Pam Brown says 'snapshots of conditions. Incidents of emotion. Episodes from a
long running serial. Chronicles of a transition which is never completed'.

Here is another prose poem of mine, an early one which has that circularity
happening and also the dreamy thing. Interestingly, it was first published in
an English poetry mag, oh way back now. Despite Tom and Moya’s contentions, I
still think the Australian mainstream is scared of anything out of the ordinary
(and I note, in passing, that our mate Paddy MacCauley has been at it again,
see Weekend Oz Review last week). But here's the poem:


Carefully.

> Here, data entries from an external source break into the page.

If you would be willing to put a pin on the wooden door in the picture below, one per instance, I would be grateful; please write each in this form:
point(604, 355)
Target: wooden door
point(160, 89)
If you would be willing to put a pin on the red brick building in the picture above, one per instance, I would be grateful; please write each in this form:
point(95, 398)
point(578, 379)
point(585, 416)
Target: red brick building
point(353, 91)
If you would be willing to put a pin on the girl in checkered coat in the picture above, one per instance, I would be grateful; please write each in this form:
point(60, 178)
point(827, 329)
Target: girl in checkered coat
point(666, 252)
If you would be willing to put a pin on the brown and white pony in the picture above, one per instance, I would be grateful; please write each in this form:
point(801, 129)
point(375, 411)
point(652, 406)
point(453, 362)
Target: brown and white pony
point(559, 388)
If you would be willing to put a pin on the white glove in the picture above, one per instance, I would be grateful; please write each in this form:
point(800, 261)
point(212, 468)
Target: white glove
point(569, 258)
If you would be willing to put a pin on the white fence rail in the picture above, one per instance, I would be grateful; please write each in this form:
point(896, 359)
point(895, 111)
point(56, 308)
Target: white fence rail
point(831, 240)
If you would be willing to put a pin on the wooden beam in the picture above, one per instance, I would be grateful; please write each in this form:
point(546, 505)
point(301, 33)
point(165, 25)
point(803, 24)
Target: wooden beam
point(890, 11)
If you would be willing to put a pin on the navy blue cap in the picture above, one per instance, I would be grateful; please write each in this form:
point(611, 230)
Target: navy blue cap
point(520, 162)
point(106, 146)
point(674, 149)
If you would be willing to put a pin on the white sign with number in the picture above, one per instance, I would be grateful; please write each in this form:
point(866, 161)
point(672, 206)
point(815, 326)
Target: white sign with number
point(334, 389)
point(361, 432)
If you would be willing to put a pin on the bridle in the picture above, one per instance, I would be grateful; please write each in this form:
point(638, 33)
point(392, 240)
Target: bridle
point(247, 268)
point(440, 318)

Maybe the wide countries are gone

These are the old steps, the slippery dream, narrow but you know you're passing
down into

playgrounds in faded green, cold iron, paint always peeling. Huge backyards,
wide countries of childhood, flickering home movie memories - rough montage,
awkward juxtapositions of time and character, odd snatches of songs now
call ‘classics’ but the words were never clear.

We lived as if nothing else existed, or as if we didn’t exist. Always the
silent question over which we've pulled an old gauze curtain (we sometimes
struggle to push it aside). Watching, we catch our breath, we are breathless,
we choke at times on dust, acres of bush, or grass, concrete, tar. Even now
we're holding on. It must have been much clearer than these jerky washed-out
colours, sharper than the black and whites. We're still waiting for the silence
mysteries dancing somewhere nearby, like the first magic rainbow, mysteries as
you stood waiting at the edge for years. No-one called you down, called you
back, you held on to the rail, the edge of falling down into the dream, down

the long driveway edged with bushes, dark trees, a turn at the end, dusty side
passages littered with minor arcana of households. Dark green carpet in the
silent lounge room draws you and scares you, you sleep walk there once, you are
eight. Maybe you sleep walk through it all, out to the edge, grey corners of
the cobweb verandah, prickles, undergrowth against the back fence.

It's a country probably conquered now, divided, renamed, given a new language,
burnt off like scrub, paved over. But it's buried somewhere deeper than that,
under old photographs in a drawer, all falsification round the fortress of
memory. Again you're in a holding pattern at the edge. You wonder if you can
ever make the trip - is there a gate still creaking at the top of the driveway,
still a twist in the gravel at the end?

Carefully, these are the steps into a wide country.